Mas, especificamente sobre esses R$200 bilhões anuais: Sabemos com exatidão onde estão os desvios ocorridos? Como podemos mitigá-los? Criar incentivos para reduzir isso seria benéfico, mas, em termos de valores, quão benéfico? Todos concordamos que a corrupção poderia ser muito menor, mas apenas apresentar este valor como sendo a solução do problema e não explorar os meios pelos quais poderíamos fazer deste montante um poderoso recurso auxiliar não ajuda. Curiosamente, os mesmos grupos que costumam utilizar este dado como salvação da lavoura são contra possibilidades reais de diminuição do gasto público, como a reforma da previdência.

“E aquela pensão das filhas de militares? R$5 bilhões por ano para nada!”

Algo que espanta qualquer pessoa que dá uma olhada nos desembolsos públicos é a quantidade de penduricalhos existentes. Diversos grupos de interesse acabam sendo beneficiados por medidas que, caso perguntados, nem eles saberiam justificar os porquês. Essa famigerada pensão às filhas solteiras de militares é um exemplo disso. Esquisito? Sem dúvidas. Como encerramos com isso? Na verdade, desde 2000 não são concedidos novos benefícios deste tipo, apenas continuam a ser pagos os que já existem em atividade. E por que motivo absurdo simplesmente não deixamos de pagar por isso imediatamente? Porque há rigidez constitucional que impede que isso seja feito àqueles que tiveram o direito concedido (fato inclusive que complica a reforma da previdência, pois alega-se que esta seria capaz de ferir direitos adquiridos).

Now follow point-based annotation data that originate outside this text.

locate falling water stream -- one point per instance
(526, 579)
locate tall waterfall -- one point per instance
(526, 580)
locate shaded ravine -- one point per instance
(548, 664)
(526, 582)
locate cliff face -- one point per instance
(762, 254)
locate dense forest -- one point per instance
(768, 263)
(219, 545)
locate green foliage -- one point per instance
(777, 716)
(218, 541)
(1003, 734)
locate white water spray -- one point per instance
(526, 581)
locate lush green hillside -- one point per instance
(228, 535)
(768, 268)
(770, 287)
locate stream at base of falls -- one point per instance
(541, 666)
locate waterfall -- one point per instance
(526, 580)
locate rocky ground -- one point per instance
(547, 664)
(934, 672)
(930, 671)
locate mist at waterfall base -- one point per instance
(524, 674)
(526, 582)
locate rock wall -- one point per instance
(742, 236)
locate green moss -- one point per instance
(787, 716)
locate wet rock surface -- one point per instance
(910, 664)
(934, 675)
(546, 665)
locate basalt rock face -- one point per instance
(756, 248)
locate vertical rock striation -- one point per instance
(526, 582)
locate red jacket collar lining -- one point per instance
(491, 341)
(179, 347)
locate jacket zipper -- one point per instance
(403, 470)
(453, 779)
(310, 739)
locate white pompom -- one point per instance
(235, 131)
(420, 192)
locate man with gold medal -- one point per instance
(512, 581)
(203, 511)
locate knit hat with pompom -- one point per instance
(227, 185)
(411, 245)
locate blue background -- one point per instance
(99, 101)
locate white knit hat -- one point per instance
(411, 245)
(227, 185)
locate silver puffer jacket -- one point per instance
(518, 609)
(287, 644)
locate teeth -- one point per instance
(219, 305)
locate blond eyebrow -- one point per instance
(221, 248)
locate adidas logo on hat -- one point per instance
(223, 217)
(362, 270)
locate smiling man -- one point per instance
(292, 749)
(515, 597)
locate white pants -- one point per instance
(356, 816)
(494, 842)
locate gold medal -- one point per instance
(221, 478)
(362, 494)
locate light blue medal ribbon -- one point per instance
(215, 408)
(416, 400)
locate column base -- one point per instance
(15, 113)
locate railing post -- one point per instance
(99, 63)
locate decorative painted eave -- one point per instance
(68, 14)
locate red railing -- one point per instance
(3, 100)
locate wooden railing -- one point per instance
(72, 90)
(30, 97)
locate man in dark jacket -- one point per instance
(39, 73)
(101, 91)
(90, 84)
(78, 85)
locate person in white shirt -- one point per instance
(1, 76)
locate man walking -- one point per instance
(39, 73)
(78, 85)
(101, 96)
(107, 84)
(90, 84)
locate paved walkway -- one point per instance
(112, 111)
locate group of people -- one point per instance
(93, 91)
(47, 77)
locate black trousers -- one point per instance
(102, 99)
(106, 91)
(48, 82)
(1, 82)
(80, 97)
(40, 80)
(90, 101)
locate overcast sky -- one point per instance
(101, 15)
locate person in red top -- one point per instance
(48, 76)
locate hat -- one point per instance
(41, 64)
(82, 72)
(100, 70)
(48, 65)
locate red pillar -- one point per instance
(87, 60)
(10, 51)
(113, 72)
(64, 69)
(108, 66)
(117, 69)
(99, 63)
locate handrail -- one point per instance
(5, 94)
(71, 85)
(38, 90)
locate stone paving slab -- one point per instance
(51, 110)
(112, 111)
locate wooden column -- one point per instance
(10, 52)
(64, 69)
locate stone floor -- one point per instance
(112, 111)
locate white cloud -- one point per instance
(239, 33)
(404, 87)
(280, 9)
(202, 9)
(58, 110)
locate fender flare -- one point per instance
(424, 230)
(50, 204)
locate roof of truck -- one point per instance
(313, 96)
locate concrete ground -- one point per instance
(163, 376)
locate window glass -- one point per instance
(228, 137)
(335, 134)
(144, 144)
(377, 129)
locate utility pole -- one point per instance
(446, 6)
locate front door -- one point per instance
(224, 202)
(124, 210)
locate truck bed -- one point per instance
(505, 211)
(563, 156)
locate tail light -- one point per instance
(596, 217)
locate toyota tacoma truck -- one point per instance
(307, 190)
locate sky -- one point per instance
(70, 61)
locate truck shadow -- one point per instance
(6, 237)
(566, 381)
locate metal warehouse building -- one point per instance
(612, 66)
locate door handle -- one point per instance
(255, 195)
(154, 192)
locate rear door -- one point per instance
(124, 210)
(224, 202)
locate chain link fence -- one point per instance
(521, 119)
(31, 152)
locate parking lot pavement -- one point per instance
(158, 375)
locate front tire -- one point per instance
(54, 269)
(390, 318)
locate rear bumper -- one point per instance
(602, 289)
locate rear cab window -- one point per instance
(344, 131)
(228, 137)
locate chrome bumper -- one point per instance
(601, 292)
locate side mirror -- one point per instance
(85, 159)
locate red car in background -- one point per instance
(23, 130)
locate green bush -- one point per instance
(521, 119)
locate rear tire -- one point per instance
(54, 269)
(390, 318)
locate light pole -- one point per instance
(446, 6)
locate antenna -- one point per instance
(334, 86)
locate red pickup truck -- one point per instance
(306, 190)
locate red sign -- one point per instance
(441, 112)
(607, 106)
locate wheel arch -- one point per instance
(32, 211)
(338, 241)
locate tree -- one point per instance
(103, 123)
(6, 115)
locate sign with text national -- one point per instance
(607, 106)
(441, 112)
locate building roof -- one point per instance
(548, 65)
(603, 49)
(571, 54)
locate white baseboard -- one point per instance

Possivelmente sua constatação como leitor é que o Brasil simplesmente não tem solução, já que qualquer ideia acaba não resolvendo as coisas. A questão na verdade não é essa: a ótica sob a qual costumamos visualizar estes problemas é que não tem nos permitido soluções. Veja que em todos os casos o peso do Estado é notável: a carga tributária existente e a atuação deste (que tem seus custos repassados a todos) estão presentes em todos os casos.

Não, este não é o momento em que este autor irá pregar que o fim do Estado é a solução. Aliás, este item apenas não aparece na lista apresentada neste artigo apenas por terem um apoio menor, mas é notável que exista apoio pelo fim do Estado ou algo análogo a isso.

O encaminhamento de questões amplas envolve discussões igualmente extensas. Principalmente no tocante ao Estado e em sua atuação. Em um momento de contas públicas apresentando seguidos déficits, a maior verdade que não costuma ser visualizada é que, assim como um cobertor curto, se queremos esticar para uma cobrir outra parte, necessariamente teremos de descobrir outra – a não ser que queiramos reduzir o que está sendo coberto. Essa é a base da Lei de Responsabilidade Fiscal.

A solução, na prática, seria analisar os custos e benefícios dos diferentes programas públicos para apontar o que deveria permanecer e ser aprimorado e o que poderia ser descontinuado. A má notícia: isso envolveria algo tão complexo e demorado quanto um orçamento base zero.

Chegamos a situação atual com muito “jeitinho” e soluções rápidas de curto prazo. Infelizmente, para sairmos com consistência disso, tempo e esforço serão necessários para avaliar as prioridades. Crises como a atual são a maior demonstração disso.